Variables

Oct 07, 2022

This post uses inline code blocks for very short code snippets, and images with alt text and links to GitHub for longer snippets. Feedback is welcome.

New programmers are taught about variables on day 1, but only through vague analogies like “boxes you can put things in.” Even experienced programmers sometimes have no more than an intuitive understanding of what the word “variable” means. Let’s nerd out a little this week, and take a deeper look at what a variable is.

Mathematics

In mathematics, a variable is a name bound to a value. A statement like x = 5 binds the name x to the value 5. A “name” is usually a letter, word, or short phrase. Sometimes somebody gets wacky and declares a variable whose name is a shape or a cartoon character or something. A “value” can be any timeless concept, like the number 5 or the color blue.

A variable may represent different values in different situations. For example, we can define functions that map argument values to result values, using variables called parameters to represent arguments abstractly. In the function definition f(x) = x + 1, the variable x is a parameter. In the function calls f(3) and f(5), x is bound to the arguments 3 and 5, respectively.

Values never, ever change. A value is forever. Variables that always represent the same value, like π for the ratio of a circle’s circumference to its diameter, are sometimes called constants. In fact, if you call π a variable instead of a constant, you’re likely to annoy a lot of pedants; but in your heart of hearts, know that symbolic constants like π are just variables that don’t vary.

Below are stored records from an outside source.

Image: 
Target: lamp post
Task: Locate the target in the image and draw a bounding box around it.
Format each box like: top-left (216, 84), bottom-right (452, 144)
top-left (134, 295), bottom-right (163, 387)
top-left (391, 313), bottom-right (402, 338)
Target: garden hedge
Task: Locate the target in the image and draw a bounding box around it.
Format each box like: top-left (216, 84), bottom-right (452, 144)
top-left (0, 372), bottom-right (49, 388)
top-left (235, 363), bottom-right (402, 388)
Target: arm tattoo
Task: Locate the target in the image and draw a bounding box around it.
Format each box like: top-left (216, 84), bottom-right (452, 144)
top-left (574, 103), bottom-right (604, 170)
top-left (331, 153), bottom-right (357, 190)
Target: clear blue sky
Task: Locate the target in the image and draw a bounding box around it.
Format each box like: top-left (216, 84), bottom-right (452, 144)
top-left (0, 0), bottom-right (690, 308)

Rose is a rose is a rose is a rose.
—Gertrude Stein, Sacred Emily

Code

In computer programming, a variable is a name bound to an object, which in turn represents a value. This extra level of indirection can be tough to explain, which is why it’s rarely taught to newcomers. Nevertheless, these concepts are fundamental to software engineering, and you ought to understand them if you do this stuff professionally.

An “object” is a region of memory that represents a value. Computer “memory” is a big list of numbers, and a “region” is a contiguous sublist of memory. Modern computers can store billions of small numbers in their Random Access Memory (RAM) all at the same time. Of course, computer software needs to represent lots of different kinds of values, not only small numbers. That’s where types come in.

Types

A “type” is a system for storing values in memory, or interpreting values previously stored there. A region of computer memory (i.e., a list of numbers) on its own isn’t very useful, because you can’t tell what value it represents unless you also know its type.

💡Types (sometimes called “classes”) are often explained to new programmers as being blueprints for objects. That’s not a bad analogy, but it breaks down quickly as you dig deeper into type theory. One rarely hears about “blueprint contravariance” or “higher kinded blueprints.”

Types for representing common kinds of values, such as colors or strings of text, often use standard encodings to map values into numbers. For example, the list of numbers [72, 105, 0] represents an ugly shade of green as an RGB encoded color, but the word Hi when interpreted as UTF-8 encoded text.

A browser window showing a page with a green background. The JavaScript console is open, and the following statement has been entered: document.body.style.backgroundColor = "rgb(72, 105, 0)" — As an RGB color, the numbers 72, 105, 0 represent a shade of green.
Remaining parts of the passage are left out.